Há lugares que a gente visita. E tem lugares que a gente sente

Foto Divulgação

O Hotel Fazenda Morros Verdes, em Ibiúna, é um desses espaços que operam em outro ritmo, como se o tempo ali obedecesse a uma lógica própria, mais gentil, mais silenciosa e mais humana. Esse contexto ajuda a explicar por que o hotel começa a se consolidar como um dos destinos observados quando o assunto é wellness no Brasil.

Mas não se trata de wellness como tendência estética. Trata-se de um movimento mais amplo, alinhado ao que já vem acontecendo fora do país, em que destinos passam a assumir um papel estruturado dentro da jornada de bem-estar.

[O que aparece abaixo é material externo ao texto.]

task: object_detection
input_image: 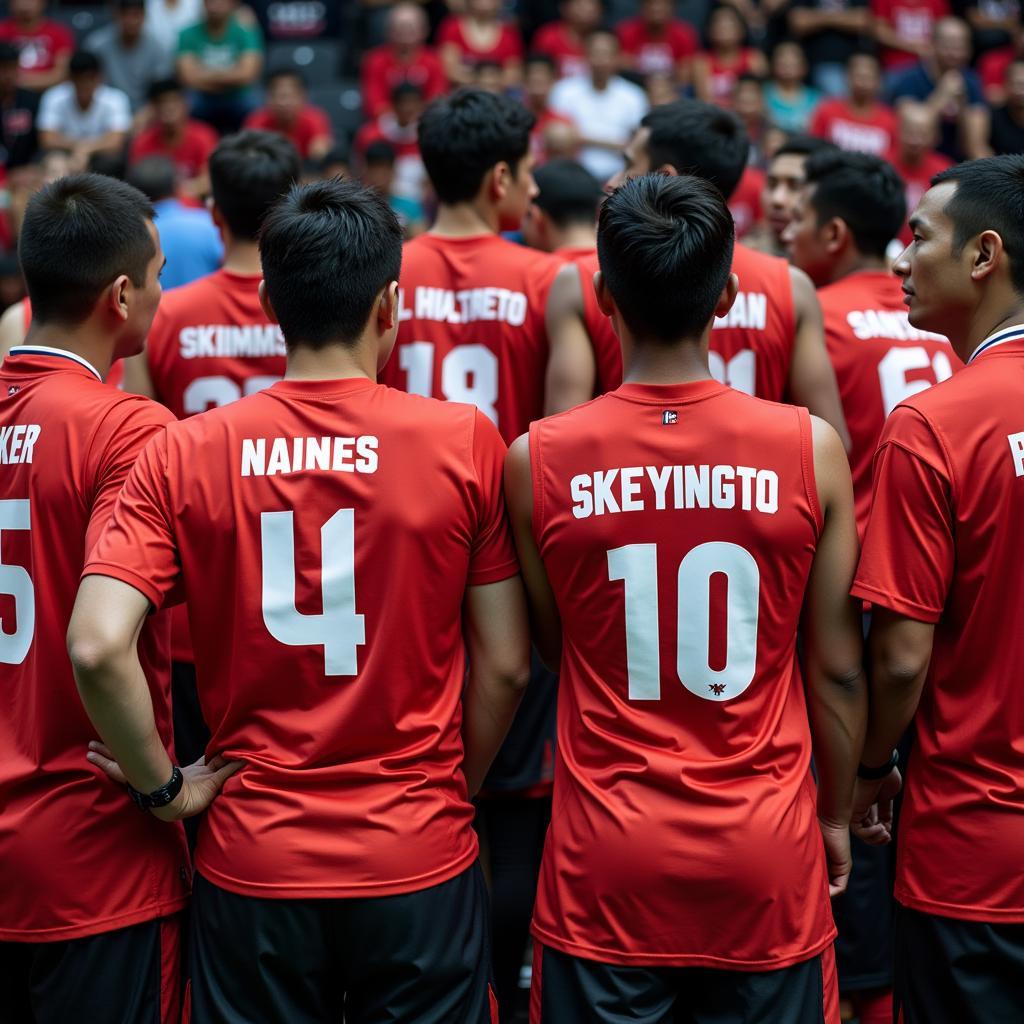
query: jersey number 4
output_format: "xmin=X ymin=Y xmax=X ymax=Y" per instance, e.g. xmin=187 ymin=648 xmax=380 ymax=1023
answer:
xmin=260 ymin=509 xmax=367 ymax=676
xmin=608 ymin=541 xmax=761 ymax=700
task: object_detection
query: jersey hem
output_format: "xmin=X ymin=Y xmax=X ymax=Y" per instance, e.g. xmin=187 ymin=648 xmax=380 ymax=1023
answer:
xmin=895 ymin=886 xmax=1024 ymax=925
xmin=850 ymin=580 xmax=942 ymax=624
xmin=529 ymin=923 xmax=839 ymax=972
xmin=0 ymin=895 xmax=188 ymax=942
xmin=196 ymin=843 xmax=479 ymax=899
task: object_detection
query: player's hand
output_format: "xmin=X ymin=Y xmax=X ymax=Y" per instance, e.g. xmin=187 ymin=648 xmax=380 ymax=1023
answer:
xmin=850 ymin=768 xmax=903 ymax=846
xmin=818 ymin=817 xmax=853 ymax=899
xmin=88 ymin=740 xmax=245 ymax=821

Da Califórnia a Ibiza, passando pela Costa Rica, hotéis e refúgios vêm se posicionando como plataformas de transformação, com agenda fixa de retiros, curadoria consistente e experiências que ultrapassam a ideia de descanso. Nesse cenário, o valor percebido se desloca para aspectos como sono, respiração e reconexão.

O Morros Verdes passa a dialogar com esse movimento ao estruturar de forma mais clara aquilo que já fazia parte de sua vocação. O que antes era percebido como um acolhimento intuitivo agora se organiza em uma agenda contínua de retiros, sustentada por uma curadoria de bem-estar alinhada ao momento atual.

Esse direcionamento envolve também quem conduz essa programação. A curadoria dos retiros leva a assinatura do 5AM Wellness Club, projeto criado por Amélia Whitaker e Olivia Bolonha, que trabalham uma abordagem de bem-estar baseada em troca, presença e construção de comunidade.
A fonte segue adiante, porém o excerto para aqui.